FTSE 100 Suffers Sharpest Decline Since Pandemic Era
London's premier stock index, the FTSE 100, has recorded its most severe monthly performance since the Covid-19 crisis, plummeting more than seven per cent throughout March. This dramatic downturn was precipitated by escalating military actions in the Middle East, involving the United States, Israel, and Iran, which have ignited the region's most serious conflict this century.
Historic Oil Price Surge and Market Volatility
The geopolitical turmoil has triggered unprecedented volatility in global energy markets. Brent crude oil, the international benchmark, experienced its largest single-month increase on record, soaring over 50 per cent to surpass $100 per barrel for the first time since Russia's invasion of Ukraine. By the end of March, Brent was trading at $107 per barrel, narrowly exceeding the previous monthly record set in 1990 during the Gulf War.
This surge was exacerbated by concerns over the Strait of Hormuz, a critical shipping channel that typically handles a quarter of global seaborne oil supplies and a fifth of natural gas. The effective closure of this vital route has placed intense strain on energy markets worldwide.
Government Borrowing Costs Skyrocket
The conflict has also prompted a dramatic reassessment of interest rate trajectories in the United Kingdom. Government short-term borrowing costs endured their worst month since Liz Truss's controversial mini-Budget, with the yield on two-year gilts jumping almost a full percentage point throughout March. This movement erased billions from the Chancellor's fiscal headroom and raised concerns about the UK's fiscal stability.
Longer-dated bonds faced significant pressure as well, with the 10-year gilt yield rising marginally above five per cent for the first time since the global financial crisis. Thirty-year gilts reached levels unseen this century, reflecting profound market anxiety.
Interest Rate Expectations Completely Reversed
Prior to the outbreak of hostilities, financial markets had anticipated the Bank of England would implement three interest rate cuts during 2026, responding to a deteriorating labour market and moderating inflation. However, fears that escalating energy prices would drive costs higher across the broader economy have completely reversed these expectations.
Markets now forecast between three and four interest rate increases before the end of 2026, representing a remarkable shift in monetary policy outlook within a single month.
Expert Analysis and Criticism
Jose Torres, senior economist at Interactive Brokers, observed that "President Trump's attempts to inject calm into markets appear to be losing impact each time" the conflict escalates.
Kathleen Brooks, research director at XTB, described the bond market movements as "astonishing" and contended that the government bears some responsibility for the situation. "It is unwilling to cut fuel duty or VAT on fuel in this environment. Instead it is blaming price gouging by petrol forecourt owners," she noted, adding that "there is absolutely no evidence of this" and that forecourt owners maintain slim profit margins of approximately six per cent per litre.
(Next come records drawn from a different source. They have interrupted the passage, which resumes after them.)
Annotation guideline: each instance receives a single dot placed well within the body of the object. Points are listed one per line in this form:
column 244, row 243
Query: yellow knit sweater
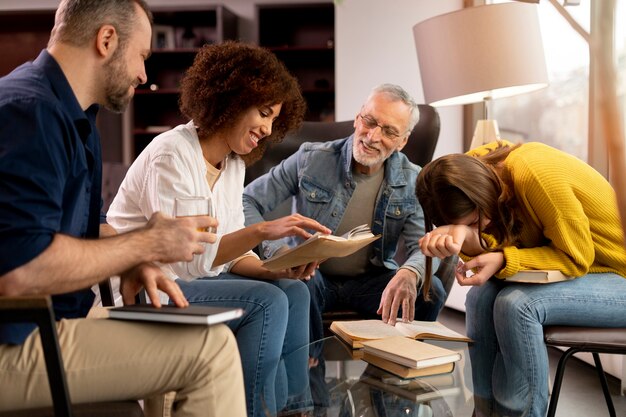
column 570, row 215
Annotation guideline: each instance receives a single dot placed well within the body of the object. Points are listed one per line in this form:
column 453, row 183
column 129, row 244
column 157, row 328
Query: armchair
column 38, row 309
column 419, row 149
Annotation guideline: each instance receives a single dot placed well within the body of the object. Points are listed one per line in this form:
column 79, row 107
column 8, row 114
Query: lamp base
column 486, row 131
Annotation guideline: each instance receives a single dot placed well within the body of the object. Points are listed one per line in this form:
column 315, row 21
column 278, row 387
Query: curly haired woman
column 506, row 208
column 239, row 98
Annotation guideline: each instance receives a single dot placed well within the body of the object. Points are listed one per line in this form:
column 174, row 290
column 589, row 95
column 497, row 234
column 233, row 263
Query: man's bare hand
column 179, row 239
column 292, row 225
column 150, row 277
column 401, row 292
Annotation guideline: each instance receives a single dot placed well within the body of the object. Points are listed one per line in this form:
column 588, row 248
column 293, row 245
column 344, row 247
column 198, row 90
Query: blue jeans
column 363, row 294
column 510, row 370
column 275, row 324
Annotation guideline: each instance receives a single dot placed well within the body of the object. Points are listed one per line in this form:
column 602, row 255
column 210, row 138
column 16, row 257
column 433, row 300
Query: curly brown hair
column 227, row 79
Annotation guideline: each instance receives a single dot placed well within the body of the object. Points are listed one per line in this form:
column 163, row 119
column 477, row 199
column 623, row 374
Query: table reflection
column 337, row 383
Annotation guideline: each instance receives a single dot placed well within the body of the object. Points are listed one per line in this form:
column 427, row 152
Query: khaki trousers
column 107, row 360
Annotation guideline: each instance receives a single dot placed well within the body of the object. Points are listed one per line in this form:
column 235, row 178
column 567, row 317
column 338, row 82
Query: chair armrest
column 38, row 310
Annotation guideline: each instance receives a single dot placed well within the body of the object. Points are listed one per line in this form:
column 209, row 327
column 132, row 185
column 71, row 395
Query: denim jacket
column 319, row 178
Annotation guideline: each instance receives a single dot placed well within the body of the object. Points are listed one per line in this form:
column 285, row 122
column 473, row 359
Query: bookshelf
column 303, row 37
column 178, row 33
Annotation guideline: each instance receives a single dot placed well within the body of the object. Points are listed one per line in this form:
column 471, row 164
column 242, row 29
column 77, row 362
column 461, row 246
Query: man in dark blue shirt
column 52, row 242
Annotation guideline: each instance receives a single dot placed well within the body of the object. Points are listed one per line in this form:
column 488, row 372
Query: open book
column 406, row 372
column 192, row 314
column 320, row 246
column 538, row 276
column 355, row 332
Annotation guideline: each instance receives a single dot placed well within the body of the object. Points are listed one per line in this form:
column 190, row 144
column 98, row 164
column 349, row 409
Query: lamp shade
column 489, row 51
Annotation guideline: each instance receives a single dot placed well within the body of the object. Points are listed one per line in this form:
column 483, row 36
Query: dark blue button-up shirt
column 50, row 174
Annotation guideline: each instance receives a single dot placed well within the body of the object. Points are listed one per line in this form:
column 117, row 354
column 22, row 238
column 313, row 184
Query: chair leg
column 605, row 385
column 558, row 379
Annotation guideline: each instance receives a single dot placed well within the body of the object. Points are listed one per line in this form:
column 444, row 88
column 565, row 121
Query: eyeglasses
column 388, row 132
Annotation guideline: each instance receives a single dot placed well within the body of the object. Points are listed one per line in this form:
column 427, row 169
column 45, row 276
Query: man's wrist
column 414, row 272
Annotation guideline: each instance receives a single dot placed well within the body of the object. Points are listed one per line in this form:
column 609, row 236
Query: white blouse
column 172, row 165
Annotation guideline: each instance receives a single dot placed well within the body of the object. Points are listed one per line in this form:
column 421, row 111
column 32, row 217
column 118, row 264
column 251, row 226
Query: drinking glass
column 194, row 206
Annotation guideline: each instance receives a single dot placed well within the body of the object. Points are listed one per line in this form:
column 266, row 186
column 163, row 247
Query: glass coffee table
column 340, row 384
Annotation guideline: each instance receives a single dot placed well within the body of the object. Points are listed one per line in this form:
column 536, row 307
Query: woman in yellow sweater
column 506, row 208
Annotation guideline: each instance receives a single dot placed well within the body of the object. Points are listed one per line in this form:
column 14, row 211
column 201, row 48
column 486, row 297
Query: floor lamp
column 478, row 54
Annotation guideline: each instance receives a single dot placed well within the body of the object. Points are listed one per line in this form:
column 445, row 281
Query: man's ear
column 403, row 143
column 107, row 41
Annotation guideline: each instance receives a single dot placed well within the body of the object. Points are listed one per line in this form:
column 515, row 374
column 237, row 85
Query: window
column 556, row 115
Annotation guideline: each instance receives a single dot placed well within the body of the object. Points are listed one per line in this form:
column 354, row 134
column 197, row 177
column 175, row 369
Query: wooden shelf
column 303, row 37
column 154, row 109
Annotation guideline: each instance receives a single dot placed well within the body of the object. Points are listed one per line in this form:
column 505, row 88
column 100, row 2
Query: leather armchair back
column 419, row 149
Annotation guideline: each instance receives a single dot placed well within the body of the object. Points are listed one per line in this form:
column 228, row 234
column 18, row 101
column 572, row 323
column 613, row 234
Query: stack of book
column 395, row 348
column 354, row 333
column 409, row 358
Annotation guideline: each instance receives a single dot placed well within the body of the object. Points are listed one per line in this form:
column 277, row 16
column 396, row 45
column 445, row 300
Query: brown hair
column 453, row 186
column 227, row 79
column 77, row 22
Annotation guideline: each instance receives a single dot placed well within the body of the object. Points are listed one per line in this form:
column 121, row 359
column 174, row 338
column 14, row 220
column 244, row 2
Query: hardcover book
column 171, row 314
column 405, row 372
column 320, row 246
column 409, row 352
column 357, row 331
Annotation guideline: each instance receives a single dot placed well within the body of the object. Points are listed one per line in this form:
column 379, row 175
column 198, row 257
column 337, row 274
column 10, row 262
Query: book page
column 369, row 329
column 316, row 248
column 362, row 231
column 415, row 329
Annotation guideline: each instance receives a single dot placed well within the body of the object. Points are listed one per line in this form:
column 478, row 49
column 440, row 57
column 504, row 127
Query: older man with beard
column 347, row 182
column 52, row 242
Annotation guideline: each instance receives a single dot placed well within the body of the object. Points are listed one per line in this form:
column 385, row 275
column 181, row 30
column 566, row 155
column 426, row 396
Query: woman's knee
column 297, row 292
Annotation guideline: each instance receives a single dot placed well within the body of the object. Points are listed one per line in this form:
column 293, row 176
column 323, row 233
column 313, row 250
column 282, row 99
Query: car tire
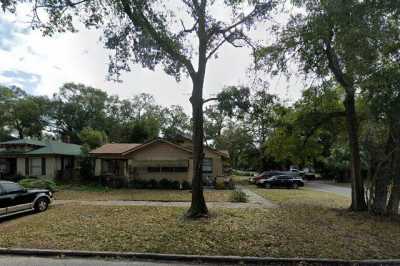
column 41, row 205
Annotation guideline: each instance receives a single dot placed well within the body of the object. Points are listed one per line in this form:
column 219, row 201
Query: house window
column 27, row 166
column 180, row 169
column 43, row 166
column 153, row 169
column 36, row 166
column 167, row 169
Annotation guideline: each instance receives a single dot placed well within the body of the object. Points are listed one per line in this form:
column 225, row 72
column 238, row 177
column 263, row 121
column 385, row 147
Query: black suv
column 15, row 199
column 289, row 181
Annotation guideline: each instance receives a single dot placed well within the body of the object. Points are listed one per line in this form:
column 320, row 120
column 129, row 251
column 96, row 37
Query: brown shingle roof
column 115, row 148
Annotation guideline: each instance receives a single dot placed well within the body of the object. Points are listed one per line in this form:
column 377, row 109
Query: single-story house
column 157, row 159
column 29, row 157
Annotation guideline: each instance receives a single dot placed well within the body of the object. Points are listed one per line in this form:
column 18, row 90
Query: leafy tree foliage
column 346, row 40
column 22, row 113
column 153, row 33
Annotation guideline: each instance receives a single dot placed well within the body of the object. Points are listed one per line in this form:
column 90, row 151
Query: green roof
column 58, row 148
column 24, row 141
column 44, row 148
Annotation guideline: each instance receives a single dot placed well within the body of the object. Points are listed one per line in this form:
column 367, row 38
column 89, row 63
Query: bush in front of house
column 114, row 181
column 165, row 183
column 239, row 196
column 153, row 184
column 186, row 185
column 40, row 183
column 224, row 182
column 137, row 183
column 175, row 185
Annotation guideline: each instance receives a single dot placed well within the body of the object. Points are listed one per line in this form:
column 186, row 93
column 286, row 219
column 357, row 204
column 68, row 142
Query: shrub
column 137, row 183
column 175, row 185
column 41, row 183
column 238, row 196
column 153, row 184
column 114, row 181
column 186, row 185
column 224, row 182
column 165, row 183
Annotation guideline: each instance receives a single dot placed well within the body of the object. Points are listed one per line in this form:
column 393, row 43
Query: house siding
column 157, row 153
column 21, row 166
column 143, row 162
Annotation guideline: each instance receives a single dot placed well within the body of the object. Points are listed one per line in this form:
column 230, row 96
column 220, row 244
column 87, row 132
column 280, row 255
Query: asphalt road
column 328, row 187
column 36, row 261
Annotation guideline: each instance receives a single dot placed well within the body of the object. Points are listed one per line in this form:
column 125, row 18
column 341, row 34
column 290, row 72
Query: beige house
column 28, row 157
column 157, row 159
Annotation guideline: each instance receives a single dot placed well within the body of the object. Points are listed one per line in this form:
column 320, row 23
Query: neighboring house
column 157, row 159
column 27, row 157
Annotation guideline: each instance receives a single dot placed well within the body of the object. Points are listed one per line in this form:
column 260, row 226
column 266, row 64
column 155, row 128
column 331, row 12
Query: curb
column 189, row 258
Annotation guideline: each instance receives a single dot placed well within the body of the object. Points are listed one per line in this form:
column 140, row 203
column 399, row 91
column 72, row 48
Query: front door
column 4, row 201
column 207, row 168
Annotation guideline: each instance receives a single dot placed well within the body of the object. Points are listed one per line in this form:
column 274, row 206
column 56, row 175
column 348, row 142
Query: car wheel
column 41, row 205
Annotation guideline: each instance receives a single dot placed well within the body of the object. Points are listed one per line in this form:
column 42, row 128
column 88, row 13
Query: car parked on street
column 268, row 174
column 15, row 199
column 288, row 181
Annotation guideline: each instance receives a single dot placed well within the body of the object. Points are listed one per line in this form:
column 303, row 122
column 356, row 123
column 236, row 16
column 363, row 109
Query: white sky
column 40, row 65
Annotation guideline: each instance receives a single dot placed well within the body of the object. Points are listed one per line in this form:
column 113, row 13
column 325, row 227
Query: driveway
column 329, row 187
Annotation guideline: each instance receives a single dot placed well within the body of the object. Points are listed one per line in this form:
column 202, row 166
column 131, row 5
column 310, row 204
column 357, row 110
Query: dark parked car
column 268, row 174
column 15, row 199
column 289, row 181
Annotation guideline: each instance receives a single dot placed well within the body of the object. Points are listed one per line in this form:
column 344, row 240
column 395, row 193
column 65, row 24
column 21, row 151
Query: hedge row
column 123, row 182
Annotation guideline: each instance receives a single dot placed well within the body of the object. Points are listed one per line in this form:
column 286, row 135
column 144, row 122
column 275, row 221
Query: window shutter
column 43, row 166
column 27, row 166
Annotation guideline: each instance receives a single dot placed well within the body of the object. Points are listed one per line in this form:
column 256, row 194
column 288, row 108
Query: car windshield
column 11, row 187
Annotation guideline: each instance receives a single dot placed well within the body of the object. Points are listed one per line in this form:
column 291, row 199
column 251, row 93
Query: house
column 28, row 157
column 157, row 159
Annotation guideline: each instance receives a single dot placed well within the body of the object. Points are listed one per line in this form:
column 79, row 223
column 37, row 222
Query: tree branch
column 139, row 20
column 324, row 119
column 210, row 99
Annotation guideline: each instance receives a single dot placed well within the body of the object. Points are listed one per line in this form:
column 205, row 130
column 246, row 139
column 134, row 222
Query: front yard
column 307, row 224
column 141, row 194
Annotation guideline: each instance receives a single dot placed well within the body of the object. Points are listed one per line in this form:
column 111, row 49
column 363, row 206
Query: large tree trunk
column 394, row 200
column 198, row 207
column 357, row 193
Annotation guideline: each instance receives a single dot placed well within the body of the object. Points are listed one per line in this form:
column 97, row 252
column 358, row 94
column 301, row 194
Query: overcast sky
column 40, row 65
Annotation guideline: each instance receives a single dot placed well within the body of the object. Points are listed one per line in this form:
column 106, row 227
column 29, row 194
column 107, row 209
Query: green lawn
column 307, row 224
column 140, row 194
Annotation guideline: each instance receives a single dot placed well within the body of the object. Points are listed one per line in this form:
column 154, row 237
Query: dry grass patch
column 290, row 231
column 141, row 194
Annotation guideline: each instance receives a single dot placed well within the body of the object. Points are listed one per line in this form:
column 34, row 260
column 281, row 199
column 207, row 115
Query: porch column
column 21, row 166
column 97, row 169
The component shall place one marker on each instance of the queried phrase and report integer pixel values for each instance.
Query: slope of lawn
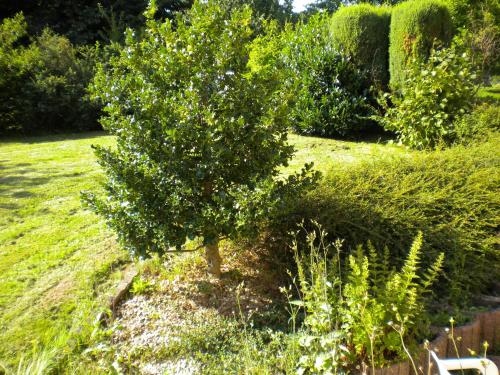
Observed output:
(58, 261)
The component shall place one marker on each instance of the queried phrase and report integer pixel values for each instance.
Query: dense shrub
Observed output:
(480, 29)
(362, 32)
(43, 83)
(479, 125)
(436, 94)
(452, 196)
(416, 26)
(328, 95)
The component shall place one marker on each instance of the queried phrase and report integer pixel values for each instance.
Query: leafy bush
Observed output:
(362, 32)
(367, 314)
(482, 123)
(200, 135)
(416, 27)
(451, 196)
(328, 95)
(43, 84)
(435, 95)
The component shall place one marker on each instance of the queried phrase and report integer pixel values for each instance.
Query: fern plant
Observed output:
(362, 316)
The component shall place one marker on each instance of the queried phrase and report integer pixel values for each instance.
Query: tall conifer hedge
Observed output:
(362, 32)
(416, 26)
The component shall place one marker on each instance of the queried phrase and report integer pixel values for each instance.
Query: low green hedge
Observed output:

Sudden Halt to Impressive UK Asset Performance
The March downturn represents a sudden reversal for UK assets, which had demonstrated robust performance throughout early 2026. The FTSE 100 had surpassed the 10,000-point threshold for the first time in its history during January, continuing a remarkable run from 2025 when it was the world's top-performing major index.
Driven by investor appetite for mining exposure and attractive valuations, the index had been approaching the 11,000-point mark just before the conflict erupted. Government bonds had also rallied into 2026, supported by expectations of interest rate reductions and signals that ministers were prioritising public finance management.
Britain's government bonds experienced the most dramatic fluctuations among developed nations during March, with experts suggesting temporary price increases are less probable in the UK due to its regulated sectors and exposed energy market structure.